For years, crossing the border into Canada
has meant one thing to draft resisters and deserters; freedom. Now, the attractively placed safe-haven appears to be not quite as friendly as it has in the past. Ever since the start of the Iraq
war the Canadian government has been unsure about accepting deserters. Although they have opposed the war and the grounds for occupation from the start, they acknowledge the fact that the US
on completely legal grounds leaving no legitimate reason to grant asylum. This time around there is no draft, no one is being forced to fight against their will, and Canada
does not want to be the country who urges US soldiers to abandon their duties.
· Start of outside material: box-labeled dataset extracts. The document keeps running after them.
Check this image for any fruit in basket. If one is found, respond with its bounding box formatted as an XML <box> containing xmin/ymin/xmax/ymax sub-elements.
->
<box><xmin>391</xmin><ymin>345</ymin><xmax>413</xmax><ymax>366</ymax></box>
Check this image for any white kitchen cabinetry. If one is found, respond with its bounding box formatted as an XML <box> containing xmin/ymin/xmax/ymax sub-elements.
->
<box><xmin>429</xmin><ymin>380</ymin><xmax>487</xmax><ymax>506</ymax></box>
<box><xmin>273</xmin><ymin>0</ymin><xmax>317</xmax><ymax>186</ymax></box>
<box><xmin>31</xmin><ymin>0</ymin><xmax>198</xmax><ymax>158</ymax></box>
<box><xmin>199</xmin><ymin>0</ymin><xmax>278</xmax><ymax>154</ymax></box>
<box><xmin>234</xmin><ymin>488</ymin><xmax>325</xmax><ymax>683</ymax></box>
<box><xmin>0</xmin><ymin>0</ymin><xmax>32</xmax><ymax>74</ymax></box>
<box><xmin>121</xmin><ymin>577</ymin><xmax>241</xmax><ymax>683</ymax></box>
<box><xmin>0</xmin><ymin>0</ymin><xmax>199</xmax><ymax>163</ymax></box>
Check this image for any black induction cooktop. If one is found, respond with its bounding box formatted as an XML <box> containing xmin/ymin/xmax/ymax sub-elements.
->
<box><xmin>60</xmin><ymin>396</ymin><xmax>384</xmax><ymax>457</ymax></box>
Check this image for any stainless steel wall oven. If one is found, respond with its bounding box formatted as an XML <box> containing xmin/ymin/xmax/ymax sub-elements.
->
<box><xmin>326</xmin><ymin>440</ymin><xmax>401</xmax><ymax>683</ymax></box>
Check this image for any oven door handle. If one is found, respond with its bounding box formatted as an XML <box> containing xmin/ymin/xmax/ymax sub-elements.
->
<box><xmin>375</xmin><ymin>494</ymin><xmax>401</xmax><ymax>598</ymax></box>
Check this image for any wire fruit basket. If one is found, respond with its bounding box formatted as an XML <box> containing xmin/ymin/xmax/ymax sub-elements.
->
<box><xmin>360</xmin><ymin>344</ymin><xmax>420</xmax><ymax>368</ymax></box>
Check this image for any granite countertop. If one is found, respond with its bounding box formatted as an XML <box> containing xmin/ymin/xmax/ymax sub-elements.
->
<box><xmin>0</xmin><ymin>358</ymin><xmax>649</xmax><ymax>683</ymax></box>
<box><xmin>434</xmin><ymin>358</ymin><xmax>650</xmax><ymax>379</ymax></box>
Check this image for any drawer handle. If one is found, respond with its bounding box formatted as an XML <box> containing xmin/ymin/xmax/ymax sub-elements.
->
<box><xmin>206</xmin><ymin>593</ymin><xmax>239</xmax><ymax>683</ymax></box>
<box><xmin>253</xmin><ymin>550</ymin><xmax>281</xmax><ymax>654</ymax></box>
Now it's up to the Canadian courts to determine what the appropriate action is on a case by case basis. They already sent one soldier back last year
and have decided to do the same with a mother of three just this week
. With over 200 American deserters now awaiting their hearings, it's hard to say what makes one deserter more worthy of staying than another. The issue is one that Americans and Canadians fervently disagree on but no matter what their citizens think, the Canadian government is not willing to risk harboring criminals for a country that they want on their side.
Should Canada decide to deport all American deserters in the future, the former soldiers will then face the American judicial system
and inevitably jail time. Those seeking asylum and advocates for their freedom are pleading with the Canadian courts to reconsider their previous decisions and take a more humane, instead of political, approach.